August: Osage County

Synopsis: The Weston family is known for its strong-willed women. When a funeral brings them all together the sparks fly with recriminations, revelations and venomous verbal brawlings.

With a script adapted from his popular and Pulitzer Prize winning 2007 play by Tracy Letts, August: Osage County stays true to its theatrical roots. With its unlikeable characters played by an exemplary cast who make the biting dialogue leap off the screen in an explosion of vitriol and high-flown dramatics, one either loves or hates this kind of thing. I love it and found myself in awe of virtually all the performances and alternately chuckling and cringing at the excruciatingly uncomfortable situations. Despite much of it being played for laughs there are also moments of heart-breaking poignancy and the whole feels truthful in its exposure of the familiar hostilities seething beneath the surface of so many extended family relationships.

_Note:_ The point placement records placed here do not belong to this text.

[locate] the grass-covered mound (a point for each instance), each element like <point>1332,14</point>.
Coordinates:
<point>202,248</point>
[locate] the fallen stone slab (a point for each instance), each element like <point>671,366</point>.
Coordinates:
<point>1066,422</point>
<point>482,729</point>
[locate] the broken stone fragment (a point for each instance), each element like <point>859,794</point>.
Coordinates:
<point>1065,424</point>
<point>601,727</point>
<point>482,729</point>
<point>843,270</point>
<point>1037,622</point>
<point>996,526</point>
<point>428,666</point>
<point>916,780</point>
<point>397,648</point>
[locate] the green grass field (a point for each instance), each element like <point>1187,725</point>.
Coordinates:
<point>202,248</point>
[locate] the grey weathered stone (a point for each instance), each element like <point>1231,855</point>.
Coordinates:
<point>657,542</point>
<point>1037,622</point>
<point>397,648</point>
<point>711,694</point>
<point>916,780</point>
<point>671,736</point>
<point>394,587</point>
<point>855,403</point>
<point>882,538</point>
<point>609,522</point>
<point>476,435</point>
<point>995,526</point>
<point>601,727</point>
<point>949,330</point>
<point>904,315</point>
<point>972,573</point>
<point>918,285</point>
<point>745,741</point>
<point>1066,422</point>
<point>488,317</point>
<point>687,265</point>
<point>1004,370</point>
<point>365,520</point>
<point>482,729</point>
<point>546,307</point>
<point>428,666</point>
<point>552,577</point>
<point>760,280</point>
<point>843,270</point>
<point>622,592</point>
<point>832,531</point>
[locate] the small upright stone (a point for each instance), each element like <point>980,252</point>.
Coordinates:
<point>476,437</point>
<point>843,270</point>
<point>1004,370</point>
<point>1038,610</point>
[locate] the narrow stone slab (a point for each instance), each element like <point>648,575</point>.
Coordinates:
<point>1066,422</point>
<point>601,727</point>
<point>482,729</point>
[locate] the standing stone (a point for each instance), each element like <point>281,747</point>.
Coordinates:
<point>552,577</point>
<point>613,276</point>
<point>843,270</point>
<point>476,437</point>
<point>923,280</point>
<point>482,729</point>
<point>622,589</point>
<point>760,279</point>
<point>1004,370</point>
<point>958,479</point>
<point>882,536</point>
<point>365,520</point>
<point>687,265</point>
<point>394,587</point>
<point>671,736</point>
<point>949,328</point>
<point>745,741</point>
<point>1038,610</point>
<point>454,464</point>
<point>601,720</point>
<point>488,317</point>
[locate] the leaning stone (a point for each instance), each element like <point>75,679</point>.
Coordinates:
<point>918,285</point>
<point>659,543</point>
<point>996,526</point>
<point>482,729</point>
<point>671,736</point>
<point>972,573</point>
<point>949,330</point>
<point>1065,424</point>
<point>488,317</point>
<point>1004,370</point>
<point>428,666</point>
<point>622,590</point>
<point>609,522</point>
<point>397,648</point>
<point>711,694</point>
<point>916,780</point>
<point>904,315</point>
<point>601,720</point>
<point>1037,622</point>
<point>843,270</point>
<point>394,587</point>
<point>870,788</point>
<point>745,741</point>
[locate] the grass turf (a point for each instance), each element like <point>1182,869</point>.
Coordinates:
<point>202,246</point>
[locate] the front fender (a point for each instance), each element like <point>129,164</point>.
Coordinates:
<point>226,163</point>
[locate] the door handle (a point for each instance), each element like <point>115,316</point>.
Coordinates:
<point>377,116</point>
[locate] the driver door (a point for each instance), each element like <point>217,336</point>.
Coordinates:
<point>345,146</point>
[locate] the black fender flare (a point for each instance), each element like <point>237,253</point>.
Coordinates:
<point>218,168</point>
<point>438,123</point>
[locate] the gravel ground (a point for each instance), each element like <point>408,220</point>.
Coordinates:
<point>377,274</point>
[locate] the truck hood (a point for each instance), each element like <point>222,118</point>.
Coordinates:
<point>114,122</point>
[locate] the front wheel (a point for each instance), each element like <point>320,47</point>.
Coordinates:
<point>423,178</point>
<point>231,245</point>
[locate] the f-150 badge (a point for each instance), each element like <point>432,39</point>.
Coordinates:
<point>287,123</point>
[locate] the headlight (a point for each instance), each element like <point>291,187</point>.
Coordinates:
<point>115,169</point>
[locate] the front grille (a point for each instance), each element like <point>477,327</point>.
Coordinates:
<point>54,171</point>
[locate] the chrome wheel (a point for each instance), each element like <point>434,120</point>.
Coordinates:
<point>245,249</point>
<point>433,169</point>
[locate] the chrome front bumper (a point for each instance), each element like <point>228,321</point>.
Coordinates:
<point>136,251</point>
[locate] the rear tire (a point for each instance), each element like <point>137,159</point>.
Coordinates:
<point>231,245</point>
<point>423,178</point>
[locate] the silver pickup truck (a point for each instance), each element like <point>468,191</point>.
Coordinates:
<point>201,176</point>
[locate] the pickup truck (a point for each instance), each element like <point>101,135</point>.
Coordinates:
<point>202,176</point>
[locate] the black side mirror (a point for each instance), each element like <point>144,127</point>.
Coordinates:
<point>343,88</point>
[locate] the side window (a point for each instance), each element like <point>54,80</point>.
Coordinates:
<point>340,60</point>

August: Osage County is an ensemble film par excellence and simply reading the cast list should be enough to pull fans straight into the cinema. Family matriarch Violet, a pill-popping, cancer-riddled, verbally abusive woman, is played by the inimitable Meryl Streep, whose gob-smacking performance has already garnered her a truckload of nominations for various awards. Seldom has such a detestable person on screen caused me to laugh so much whilst still drawing out fleeting moments of compassion. Violet’s three daughters Barbara (Julia Roberts), Ivy (Julianne Nicholson) and Karen (Juliette Lewis) are as unalike as any siblings could be. Roberts, in a role poles apart from her usual sweetly feminine characters, is a standout as the strung-out. sharp-tongued mother of awkward teenager, Jean (Abigail Breslin). To add to her stress she is in the process of separating from her philandering husband (Ewan McGregor). Ivy is quietly self-effacing and is romantically attached to her cousin, Little Charles (Benedict Cumberbatch), who is adored by his kind-hearted dad, Charlie (Chris Cooper), but inexplicably maligned by his mother, Mattie Fae (Margo Martindale), an otherwise generous and down-to-earth woman.  Karen is the archetypical good-time gal with a new man each year. This time it’s Steve Huberbrecht (Dermot Mulroney), a dope-smoking sleaze-ball with an eye for younger girls. Sam Shepard plays Beverley, Violet’s briefly-seen, long-suffering husband.

Director Wells skilfully uses the additional resources of music and photography to lay bare the pain family members can bring each other.